On Windows, the easiest way to capture a display is to press the “print screen” button. Typically labeled as the PRT SC key (or something similar), this button has been on keyboards since before Windows. Just press the button and the entire display is captured to the memory buffer. Use the Windows paste capability (right-click Paste or [control] V) to add the screenshot to a file program, or an email.
If you want to capture just the window in which you are working (the current window) instead of the entire screen, press the [alt] button and then the PRT SC key. Remember, the current window typically has a blue header bar.
Windows 8 users can press the WIndows key and the Print Screen button to save a picture directly to the photo library.
If you want even more flexibility, try the Windows Snipping Tool.
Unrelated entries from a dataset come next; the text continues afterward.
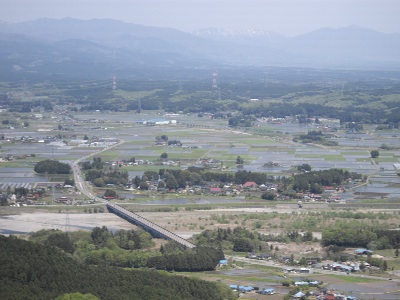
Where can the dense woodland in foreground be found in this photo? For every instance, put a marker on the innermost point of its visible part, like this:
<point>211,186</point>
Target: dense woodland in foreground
<point>36,271</point>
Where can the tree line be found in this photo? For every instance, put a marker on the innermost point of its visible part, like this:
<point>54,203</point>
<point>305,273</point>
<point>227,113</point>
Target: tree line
<point>36,271</point>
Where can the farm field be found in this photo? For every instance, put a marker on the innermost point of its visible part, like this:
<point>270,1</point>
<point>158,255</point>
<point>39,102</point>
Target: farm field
<point>271,151</point>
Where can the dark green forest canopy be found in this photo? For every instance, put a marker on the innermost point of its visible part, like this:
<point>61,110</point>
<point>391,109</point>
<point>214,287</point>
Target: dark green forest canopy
<point>52,167</point>
<point>34,271</point>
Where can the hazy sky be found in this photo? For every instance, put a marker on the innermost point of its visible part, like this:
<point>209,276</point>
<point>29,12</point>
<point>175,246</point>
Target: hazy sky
<point>288,17</point>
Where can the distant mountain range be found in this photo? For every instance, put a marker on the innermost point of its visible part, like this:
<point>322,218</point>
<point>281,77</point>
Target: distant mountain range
<point>95,48</point>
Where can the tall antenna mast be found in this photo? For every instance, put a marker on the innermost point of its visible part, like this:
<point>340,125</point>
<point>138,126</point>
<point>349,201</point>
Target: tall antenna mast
<point>215,81</point>
<point>114,82</point>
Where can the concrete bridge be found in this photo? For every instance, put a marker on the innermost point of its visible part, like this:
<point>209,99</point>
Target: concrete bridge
<point>152,228</point>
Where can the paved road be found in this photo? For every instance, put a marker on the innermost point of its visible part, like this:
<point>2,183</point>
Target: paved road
<point>80,182</point>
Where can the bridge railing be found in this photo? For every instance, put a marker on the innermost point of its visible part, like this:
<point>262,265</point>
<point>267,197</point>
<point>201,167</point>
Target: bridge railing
<point>145,222</point>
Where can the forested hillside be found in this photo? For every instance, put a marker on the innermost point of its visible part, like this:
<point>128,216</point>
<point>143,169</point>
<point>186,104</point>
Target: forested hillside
<point>35,271</point>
Click the Windows Start button, and in the Search box type Snipping Tool. After the program box appears, click the arrow next to the New button, select the type of capture you want (Free-form, Rectangular, Window, or Full-screen), and then select the area of the screen that you want to capture. By default your selection (the snip) is automatically copied to the memory clipboard. You can also save the selection as an HTML, PNG, GIF, or JPEG file.
Apple Macs also have the ability to capture screenshots to the memory buffer.
To capture the entire screen, press the Apple key ⌘ + Shift + 3 and then release all three keys. The screen image is captured to the buffer. You can right-click and paste the image to a file or program.
To capture a rectangular section of a screen, press the Apple key ⌘ + Shift + 4 and then release all three keys. The cursor changes to a + sign. Drag your mouse from one corner to an opposite corner, and you will see a rectangular border appear, indicating the area that will be captured.
To capture a specific application window, press the Apple key ⌘ + Shift + 4 all at the same time. The cursor changes to a + sign. Press the spacebar. The cursor changes to a camera. Click on the window you want to capture.
iPhone and iPad
To take a picture of your iPhone or iPad display, press the power button and at the same time, for just a second, press the home button. The image is captured and stored as a JPEG file. Use the Photos app to access it.
Android phones and tablets
To take a picture of an Android display, simultaneously press the home key and the Power button until the message “Screenshot done” appears. The image is stored in the Android’s Gallery folder.
Freebies from the Internet
All the above screen capture functions come with the devices. There are also many free programs available online that enable you to add highlighting, text, and other objects, such as circles and arrows, to the image. Examples include “Awesome Screenshot”; “Gadwin Print screen”, and “getgreenshot”. There are also apps, such as “pdfcreator”, that to convert the image to a PDF. PDFs are generally smaller than picture formats, and easier to store or email.
If you want even more features, you can buy a business-level screen capture program, such as Snag-it or FullShot.
No matter how you take your screenshot, make sure you’re capturing the evidence of the transaction. Because without the digital proof, it’s just your word against the company’s.
Ed Lawrence is a consumer advocate based in Boston.